There was no association between prevalence of presbyopia and level of education in this study. This was consistent with the similar population-based studies done in Abuja [5], East Africa [11], and south India [8]. Unlike this present study, higher prevalence of presbyopia was observed among subjects with at least secondary school education in Tanzania [7]. Occupational status was not associated with prevalence of presbyopia in this study and this is similar to the findings reported by Nimarlan et al. [8] in Andhra Pradesh Eye Disease Study.

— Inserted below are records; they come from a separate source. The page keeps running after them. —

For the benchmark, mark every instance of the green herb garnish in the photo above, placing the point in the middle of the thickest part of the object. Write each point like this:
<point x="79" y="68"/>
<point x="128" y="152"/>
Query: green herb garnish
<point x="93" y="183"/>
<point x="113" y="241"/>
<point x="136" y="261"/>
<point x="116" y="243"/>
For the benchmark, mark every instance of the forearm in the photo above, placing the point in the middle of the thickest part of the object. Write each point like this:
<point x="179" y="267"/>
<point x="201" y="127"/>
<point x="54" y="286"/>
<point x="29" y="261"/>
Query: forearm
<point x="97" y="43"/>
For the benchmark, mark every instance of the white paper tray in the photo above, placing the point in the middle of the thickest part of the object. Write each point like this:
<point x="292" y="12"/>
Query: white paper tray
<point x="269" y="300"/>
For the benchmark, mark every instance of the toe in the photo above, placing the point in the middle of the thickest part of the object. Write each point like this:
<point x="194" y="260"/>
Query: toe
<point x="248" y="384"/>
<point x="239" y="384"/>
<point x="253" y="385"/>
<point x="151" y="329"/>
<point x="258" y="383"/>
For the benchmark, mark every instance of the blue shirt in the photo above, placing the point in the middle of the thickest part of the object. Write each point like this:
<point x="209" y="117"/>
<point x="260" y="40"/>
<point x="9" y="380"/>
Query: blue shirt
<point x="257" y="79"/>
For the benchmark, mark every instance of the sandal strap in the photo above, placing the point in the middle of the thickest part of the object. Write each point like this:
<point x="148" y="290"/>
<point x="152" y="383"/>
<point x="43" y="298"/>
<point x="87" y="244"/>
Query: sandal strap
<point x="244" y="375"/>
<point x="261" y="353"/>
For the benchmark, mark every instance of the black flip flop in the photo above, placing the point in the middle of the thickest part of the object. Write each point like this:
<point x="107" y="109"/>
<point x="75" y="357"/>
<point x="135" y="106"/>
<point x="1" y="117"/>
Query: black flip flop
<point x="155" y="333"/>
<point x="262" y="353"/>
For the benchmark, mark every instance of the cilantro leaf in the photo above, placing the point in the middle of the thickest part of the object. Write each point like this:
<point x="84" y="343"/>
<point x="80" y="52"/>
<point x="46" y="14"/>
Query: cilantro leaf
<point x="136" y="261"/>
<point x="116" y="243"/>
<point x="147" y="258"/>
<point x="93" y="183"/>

This study showed that higher percentage of presbyopes had difficulty with near work due to poor near vision compared to non-presbyopes. This was consistent with reports from previous studies [35, 29] on impact of uncorrected presbyopia on day-to-day activities of the respondents. Nirmalan et al. [8] reported that 76.3 % of subjects that were presbyopic had moderate to severe difficulty in recognizing small objects and performing some near works in Andhra Pradesh Eye Disease Study.

Conclusion

This study demonstrated a high prevalence of presbyopia in the studied population and also showed that increasing age was significantly associated with presbyopia. Prevalence of presbyopia in females was slightly higher; however, presbyopia prevalence was not significantly associated with gender and level of education. Periodic health education on importance of visual screening and near-vision correction should be regularly conducted by the community health workers in order to reduce the burden of uncorrected presbyopia in the communities.